This little thought game was in stark contrast to her inspiringly brave fight and hopeful thoughts of heaven. It’s occurred to me recently that this game is likely driven by a lurking anxiety that we all have, no matter how hopeful and brave we are: we want to be remembered after we’re gone.
For those of us left behind, we know that it’s impossible to not remember Dana in any gathering that she would have been a part of. Her laughs, her smiles, her love of the moment, her cut-to-the-chase sense that took conversations to meaningful levels. But I guess at year four I do begin to think about Dana’s lasting legacy more than I have before. So, maybe sometime today, or sometime soon, take a moment to pause, think, reflect, remember.
Now to my second thought.
But first, a side note that is either random coincidence or something more divine. Here I am writing this post and using the 4-year high school career to describe a time period while also writing about the act of remembering. As I type, there is a TV show on in the background, The Sing-Off, an a cappella group singing competition. A group just gave a butt-kicking rendition of the song “Don’t You Forget About Me,” which comes from the high-school based movie, “The Breakfast Club.” Really?? I’m going with something more divine. I can’t make this stuff up!
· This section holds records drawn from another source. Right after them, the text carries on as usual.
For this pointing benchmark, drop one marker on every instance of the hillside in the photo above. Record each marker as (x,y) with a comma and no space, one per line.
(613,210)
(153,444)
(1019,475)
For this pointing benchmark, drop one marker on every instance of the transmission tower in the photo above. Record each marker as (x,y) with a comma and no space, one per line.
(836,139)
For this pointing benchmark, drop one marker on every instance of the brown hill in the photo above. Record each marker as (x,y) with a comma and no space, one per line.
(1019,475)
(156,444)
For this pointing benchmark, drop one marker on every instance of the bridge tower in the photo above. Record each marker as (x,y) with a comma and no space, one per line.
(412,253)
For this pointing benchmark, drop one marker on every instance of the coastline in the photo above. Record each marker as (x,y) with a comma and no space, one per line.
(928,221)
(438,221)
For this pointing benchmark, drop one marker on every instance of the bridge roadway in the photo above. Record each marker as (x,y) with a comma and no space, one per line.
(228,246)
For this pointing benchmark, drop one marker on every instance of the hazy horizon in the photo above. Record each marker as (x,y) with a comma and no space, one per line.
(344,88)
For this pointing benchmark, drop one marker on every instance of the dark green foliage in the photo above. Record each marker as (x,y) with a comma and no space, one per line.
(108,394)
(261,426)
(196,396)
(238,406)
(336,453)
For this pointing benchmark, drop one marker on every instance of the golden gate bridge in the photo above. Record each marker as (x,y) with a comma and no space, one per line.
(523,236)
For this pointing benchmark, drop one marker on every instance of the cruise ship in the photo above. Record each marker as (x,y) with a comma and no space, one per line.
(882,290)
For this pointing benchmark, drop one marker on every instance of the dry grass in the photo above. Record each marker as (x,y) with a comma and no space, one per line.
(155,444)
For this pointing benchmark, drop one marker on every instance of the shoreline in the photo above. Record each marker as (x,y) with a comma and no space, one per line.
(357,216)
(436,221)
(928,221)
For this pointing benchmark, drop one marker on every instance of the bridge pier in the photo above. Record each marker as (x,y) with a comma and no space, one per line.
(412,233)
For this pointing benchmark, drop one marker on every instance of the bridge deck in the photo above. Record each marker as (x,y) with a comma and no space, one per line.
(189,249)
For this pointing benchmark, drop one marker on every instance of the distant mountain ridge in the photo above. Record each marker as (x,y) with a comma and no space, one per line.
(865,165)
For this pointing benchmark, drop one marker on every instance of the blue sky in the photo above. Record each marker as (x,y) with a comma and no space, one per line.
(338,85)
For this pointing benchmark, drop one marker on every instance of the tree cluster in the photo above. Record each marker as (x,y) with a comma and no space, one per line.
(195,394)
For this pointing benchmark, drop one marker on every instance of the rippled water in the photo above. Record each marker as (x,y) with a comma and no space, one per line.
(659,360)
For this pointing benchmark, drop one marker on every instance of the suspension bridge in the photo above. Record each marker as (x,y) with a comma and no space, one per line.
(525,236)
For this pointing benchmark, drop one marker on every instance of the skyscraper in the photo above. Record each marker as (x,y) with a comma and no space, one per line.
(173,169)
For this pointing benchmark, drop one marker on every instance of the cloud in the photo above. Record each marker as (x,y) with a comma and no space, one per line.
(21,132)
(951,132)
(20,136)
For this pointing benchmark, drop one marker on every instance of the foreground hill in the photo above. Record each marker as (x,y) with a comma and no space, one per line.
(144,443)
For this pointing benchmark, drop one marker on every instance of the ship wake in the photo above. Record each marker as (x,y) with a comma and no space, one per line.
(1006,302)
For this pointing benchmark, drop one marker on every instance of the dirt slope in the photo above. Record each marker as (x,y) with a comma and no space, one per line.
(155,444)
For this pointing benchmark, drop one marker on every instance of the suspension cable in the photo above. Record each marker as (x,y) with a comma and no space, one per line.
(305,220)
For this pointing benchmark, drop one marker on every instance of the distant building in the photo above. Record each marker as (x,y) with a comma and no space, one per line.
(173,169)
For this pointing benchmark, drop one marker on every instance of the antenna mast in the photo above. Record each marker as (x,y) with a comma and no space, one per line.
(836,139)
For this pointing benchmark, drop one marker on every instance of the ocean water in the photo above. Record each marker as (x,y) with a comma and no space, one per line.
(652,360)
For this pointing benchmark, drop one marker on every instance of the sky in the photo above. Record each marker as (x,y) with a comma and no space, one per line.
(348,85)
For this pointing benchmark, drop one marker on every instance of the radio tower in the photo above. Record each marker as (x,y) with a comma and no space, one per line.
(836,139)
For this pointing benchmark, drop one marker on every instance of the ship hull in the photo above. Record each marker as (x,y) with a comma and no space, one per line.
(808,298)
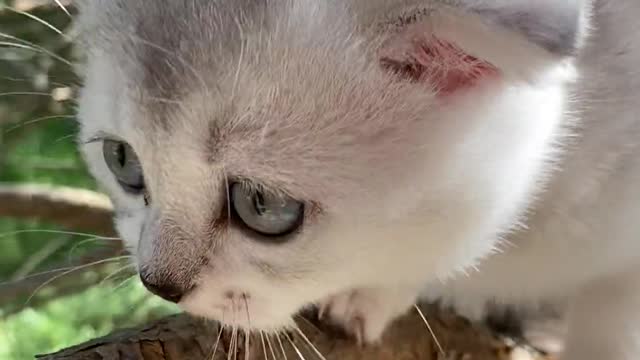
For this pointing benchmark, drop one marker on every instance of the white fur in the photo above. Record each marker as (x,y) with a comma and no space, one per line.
(519,190)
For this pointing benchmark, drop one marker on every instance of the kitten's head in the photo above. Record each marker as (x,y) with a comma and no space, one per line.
(262,155)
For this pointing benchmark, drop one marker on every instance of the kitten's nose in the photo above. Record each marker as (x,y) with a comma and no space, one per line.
(164,289)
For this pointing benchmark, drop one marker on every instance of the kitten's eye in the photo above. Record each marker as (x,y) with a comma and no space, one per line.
(124,164)
(268,215)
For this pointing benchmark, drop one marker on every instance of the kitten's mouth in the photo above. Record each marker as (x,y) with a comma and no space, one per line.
(242,311)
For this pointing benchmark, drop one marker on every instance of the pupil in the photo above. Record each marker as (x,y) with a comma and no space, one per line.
(121,155)
(258,200)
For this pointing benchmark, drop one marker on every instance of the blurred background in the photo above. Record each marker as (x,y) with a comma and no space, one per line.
(64,277)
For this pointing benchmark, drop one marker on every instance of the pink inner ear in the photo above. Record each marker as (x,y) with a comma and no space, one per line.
(447,67)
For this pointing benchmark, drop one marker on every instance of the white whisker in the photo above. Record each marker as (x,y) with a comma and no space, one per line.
(273,354)
(433,335)
(124,282)
(25,93)
(313,347)
(284,353)
(247,344)
(37,120)
(264,346)
(40,20)
(32,47)
(215,347)
(56,232)
(295,348)
(115,272)
(61,5)
(69,272)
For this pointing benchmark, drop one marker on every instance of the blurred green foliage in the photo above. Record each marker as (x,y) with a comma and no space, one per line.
(37,146)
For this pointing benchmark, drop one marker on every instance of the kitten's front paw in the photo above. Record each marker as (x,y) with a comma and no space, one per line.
(366,313)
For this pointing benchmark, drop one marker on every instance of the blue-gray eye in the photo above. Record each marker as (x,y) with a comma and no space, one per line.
(125,166)
(266,214)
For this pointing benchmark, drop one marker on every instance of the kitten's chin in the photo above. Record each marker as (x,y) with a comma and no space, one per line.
(249,317)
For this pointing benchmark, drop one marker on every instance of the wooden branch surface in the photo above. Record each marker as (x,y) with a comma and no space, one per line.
(184,337)
(75,209)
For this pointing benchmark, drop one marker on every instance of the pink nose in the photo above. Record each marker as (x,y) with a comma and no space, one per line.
(164,289)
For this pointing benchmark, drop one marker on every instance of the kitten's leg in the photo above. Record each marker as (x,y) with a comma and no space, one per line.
(604,321)
(366,313)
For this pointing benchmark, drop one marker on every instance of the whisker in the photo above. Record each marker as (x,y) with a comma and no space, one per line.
(37,120)
(306,339)
(295,348)
(228,195)
(63,138)
(26,45)
(25,93)
(71,271)
(38,19)
(310,323)
(247,348)
(61,5)
(115,272)
(215,347)
(246,345)
(284,353)
(271,347)
(55,232)
(10,78)
(433,335)
(92,239)
(264,347)
(124,282)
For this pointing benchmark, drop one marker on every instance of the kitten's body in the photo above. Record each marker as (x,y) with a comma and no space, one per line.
(406,185)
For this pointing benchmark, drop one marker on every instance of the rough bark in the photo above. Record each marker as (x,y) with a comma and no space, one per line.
(184,337)
(75,209)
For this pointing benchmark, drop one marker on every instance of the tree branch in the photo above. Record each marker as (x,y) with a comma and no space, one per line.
(183,337)
(75,209)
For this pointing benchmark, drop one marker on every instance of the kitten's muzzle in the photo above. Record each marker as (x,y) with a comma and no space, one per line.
(164,288)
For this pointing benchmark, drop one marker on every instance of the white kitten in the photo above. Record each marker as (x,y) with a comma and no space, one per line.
(360,154)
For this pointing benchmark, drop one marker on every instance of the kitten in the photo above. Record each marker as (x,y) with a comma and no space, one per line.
(360,155)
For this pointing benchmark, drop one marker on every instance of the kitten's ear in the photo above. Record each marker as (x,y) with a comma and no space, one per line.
(454,47)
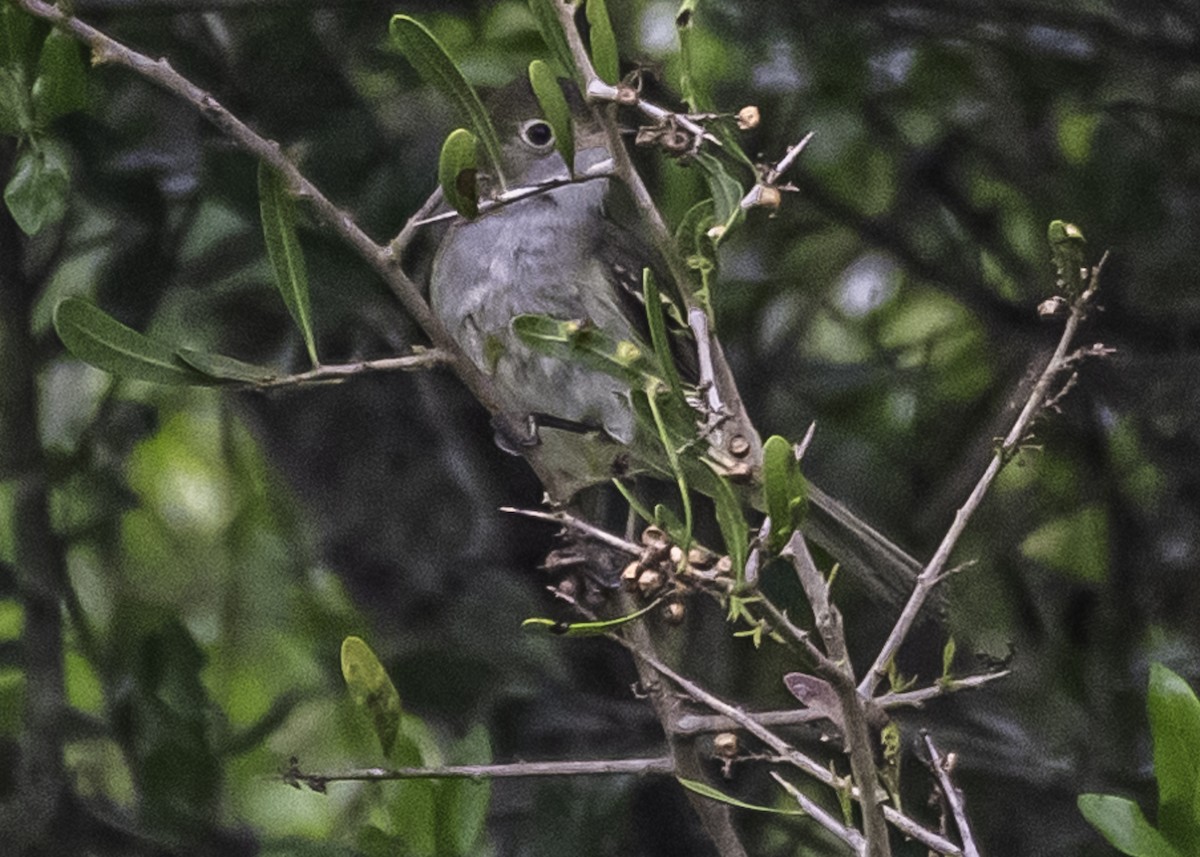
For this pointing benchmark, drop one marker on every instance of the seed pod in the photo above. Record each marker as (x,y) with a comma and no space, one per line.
(725,744)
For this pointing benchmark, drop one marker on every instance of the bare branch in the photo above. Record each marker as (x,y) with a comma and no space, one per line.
(799,717)
(953,795)
(640,767)
(933,573)
(382,259)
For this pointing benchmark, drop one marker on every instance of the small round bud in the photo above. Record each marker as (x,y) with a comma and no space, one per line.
(653,537)
(749,118)
(725,744)
(739,445)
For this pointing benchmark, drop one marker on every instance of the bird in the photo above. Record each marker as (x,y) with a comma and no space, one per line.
(564,243)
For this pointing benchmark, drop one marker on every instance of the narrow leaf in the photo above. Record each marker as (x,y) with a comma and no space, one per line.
(555,108)
(553,36)
(96,337)
(371,688)
(659,337)
(1123,825)
(226,367)
(717,795)
(283,249)
(634,503)
(732,523)
(36,193)
(604,42)
(582,629)
(436,67)
(61,83)
(697,99)
(1175,729)
(1067,253)
(457,168)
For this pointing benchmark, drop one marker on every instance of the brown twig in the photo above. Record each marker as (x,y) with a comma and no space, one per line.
(953,795)
(931,574)
(639,767)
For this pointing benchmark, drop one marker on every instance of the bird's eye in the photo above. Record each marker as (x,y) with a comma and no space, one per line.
(538,133)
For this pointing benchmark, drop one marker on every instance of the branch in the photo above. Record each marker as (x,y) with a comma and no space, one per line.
(953,795)
(382,259)
(798,717)
(317,781)
(786,751)
(839,671)
(931,574)
(329,373)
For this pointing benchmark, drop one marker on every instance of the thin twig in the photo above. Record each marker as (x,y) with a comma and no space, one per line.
(799,717)
(847,834)
(336,372)
(640,767)
(160,72)
(933,573)
(786,751)
(953,795)
(589,529)
(839,672)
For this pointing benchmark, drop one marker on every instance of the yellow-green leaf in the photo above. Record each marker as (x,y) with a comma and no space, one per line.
(61,83)
(457,168)
(433,64)
(604,42)
(283,249)
(717,795)
(372,689)
(555,108)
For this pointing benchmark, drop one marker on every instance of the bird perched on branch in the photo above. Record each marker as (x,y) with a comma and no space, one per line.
(544,292)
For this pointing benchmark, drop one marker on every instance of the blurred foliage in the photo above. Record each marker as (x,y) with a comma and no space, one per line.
(219,547)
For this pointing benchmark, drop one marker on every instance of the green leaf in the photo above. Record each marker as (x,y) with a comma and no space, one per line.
(436,67)
(732,523)
(717,795)
(1175,726)
(16,111)
(226,367)
(553,36)
(634,503)
(726,190)
(659,336)
(371,688)
(948,658)
(785,491)
(1067,253)
(457,168)
(583,629)
(283,249)
(17,39)
(96,337)
(36,195)
(555,108)
(462,803)
(697,100)
(585,343)
(1123,825)
(61,83)
(604,42)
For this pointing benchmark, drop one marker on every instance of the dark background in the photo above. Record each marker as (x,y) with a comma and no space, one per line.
(220,546)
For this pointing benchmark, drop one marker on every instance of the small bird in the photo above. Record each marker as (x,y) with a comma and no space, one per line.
(565,252)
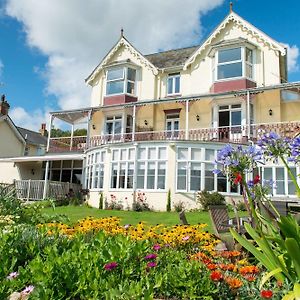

Now to my second thought, for real.
When I posted my last blog entry (Elk Envy), I had a funny sense that folks could be thinking, “Why, after finding new love and being happily married, is Barry still writing about something painful and sad?” Frankly, I have even found myself thinking the same thing. It’s a logical, natural question.
Here’s my answer (so far): While I was journeying through the epicenter of pain and sadness I experienced things I would not have otherwise experienced. I saw God in ways I would not have otherwise seen. And I feel that I am in a unique position to say, despite the pain and sadness, that God is still good. While in my darkest, fear-filled hours, God mercifully made His presence known. He didn’t have to do that. He could have let me rely on belief and trust and faith. God has shown us in His Word that He is with us no matter what. God could have said, “Well, you’ve’ been telling people to know and trust God’s Word, let’s see how you do.” But He didn’t stay quiet. God poked His finger through the thin veil between here and There. He did it many times. I feel a bit of a psalmist’s calling in that I have experienced God’s tender mercies and I want, even need, to tell about it.
These pokes through the thin veil, or “God stamps” as we’ve come to call them, at times came fast and furious. Some, like the elk story of the previous post, have taken a few months, or years, to come to full fruition. But they need to be shared. I definitely have not been the best steward of this testimony, a point at which I feel fairly convicted.
Thank you for observing this journey with me—for your encouragement, for your prayers, for your support. Thank you for your patience as I figure out the best way to share of God’s tender mercies from past loss, as I also grow in deep, new love with Jessica (which is a merciful journey in itself!).
The veil is thin. God is near. His mercies are generous.